Founders of Japan’s nuclear energy program educated in US

September 29, 2011
US strategy influence on Japan’s nuclear energy policy (Part 1)

“You represent a positive accomplishment in the Free World’s efforts to mobilize its atomic resources for peaceful uses and the benefit of mankind.” On March 10, 1955, President Dwight Eisenhower gave a short speech at the White House and shook hands with each of 31 young researchers and engineers from 19 countries.

Among them were 30-year-old Ihara Yoshinori (who later became vice-minister of Science and Technology) and 31-year-old Oyama Akira (who later became professor at the University of Tokyo and vice chairman of the Atomic Energy Commission).
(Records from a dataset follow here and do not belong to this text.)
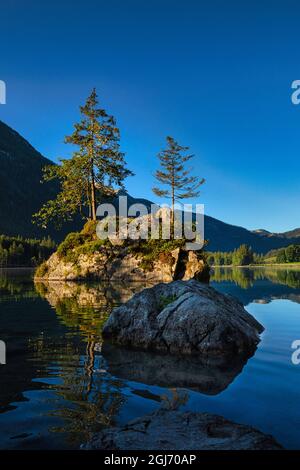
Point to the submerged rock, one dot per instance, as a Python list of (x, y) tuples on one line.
[(186, 317), (182, 430)]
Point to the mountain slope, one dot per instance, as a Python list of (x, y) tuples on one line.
[(226, 237), (22, 194), (21, 191)]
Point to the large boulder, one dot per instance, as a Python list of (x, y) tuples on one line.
[(186, 317), (182, 430), (117, 263)]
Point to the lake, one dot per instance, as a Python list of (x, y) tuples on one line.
[(61, 383)]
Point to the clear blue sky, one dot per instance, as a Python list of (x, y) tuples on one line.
[(215, 75)]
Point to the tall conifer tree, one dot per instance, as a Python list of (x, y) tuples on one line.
[(93, 171), (176, 176)]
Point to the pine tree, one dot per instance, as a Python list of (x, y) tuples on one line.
[(92, 172), (175, 175)]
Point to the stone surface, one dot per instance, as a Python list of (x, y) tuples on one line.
[(186, 317), (116, 263), (178, 430)]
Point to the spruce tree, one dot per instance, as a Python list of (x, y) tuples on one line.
[(176, 176), (93, 171)]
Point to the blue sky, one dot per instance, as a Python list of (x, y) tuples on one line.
[(215, 75)]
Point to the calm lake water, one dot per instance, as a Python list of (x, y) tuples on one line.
[(61, 383)]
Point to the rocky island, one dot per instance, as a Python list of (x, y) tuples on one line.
[(82, 256)]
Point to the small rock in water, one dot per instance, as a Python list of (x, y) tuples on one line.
[(182, 430)]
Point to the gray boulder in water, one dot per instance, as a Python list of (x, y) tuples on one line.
[(182, 430), (186, 317)]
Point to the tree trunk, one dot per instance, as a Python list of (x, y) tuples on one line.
[(93, 196), (172, 210)]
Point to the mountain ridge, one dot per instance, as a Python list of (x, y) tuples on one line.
[(22, 194)]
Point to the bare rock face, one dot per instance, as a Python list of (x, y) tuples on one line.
[(186, 317), (117, 263), (178, 430)]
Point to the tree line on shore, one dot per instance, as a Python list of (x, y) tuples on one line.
[(244, 256)]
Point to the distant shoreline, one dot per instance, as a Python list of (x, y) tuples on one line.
[(269, 265)]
At the U.N. General Assembly in December 1953, the United States announced the “Atoms for Peace” policy, which included a plan to offer 100kg of enriched uranium for experimental reactors as well as its nuclear energy technologies to its allies and friendly countries. At a concrete measure, the U.S. government in 1955 established the International School of Nuclear Science and Engineering at the Argonne National Laboratory in Illinois, to which Ihara and Oyama were sent as students by the Japanese government.

At the school, they studied the design, construction, and operation of experimental reactors as well as the basic structure of nuclear power reactors.

At that time, the U.S. fell behind the U.K. and the Soviet Union in putting nuclear power reactors to practical use. Trying to highlight the U.S. superiority in nuclear power generation, the school taught the students the structure of prototype reactors and showed them boiling water reactors developed by General Electric.

The Argonne Laboratory invited international students to study there for nearly 10 years, including about 50 students from Japan. They ended up as staff of the Science and Technology Agency (now the Japan Atomic Energy Agency), professors at the University of Tokyo, and staff at Mitsubishi and other nuclear reactor manufacturers.

Ihara later promoted the construction of nuclear power plants at the Science and Technology Agency. Oyama became full professor at the age of 38 when the University of Tokyo established Japan’s first nuclear engineering department in 1961.

The nuclear power engineers educated in the U.S. created the framework for the world’s third-largest nuclear power generating nation.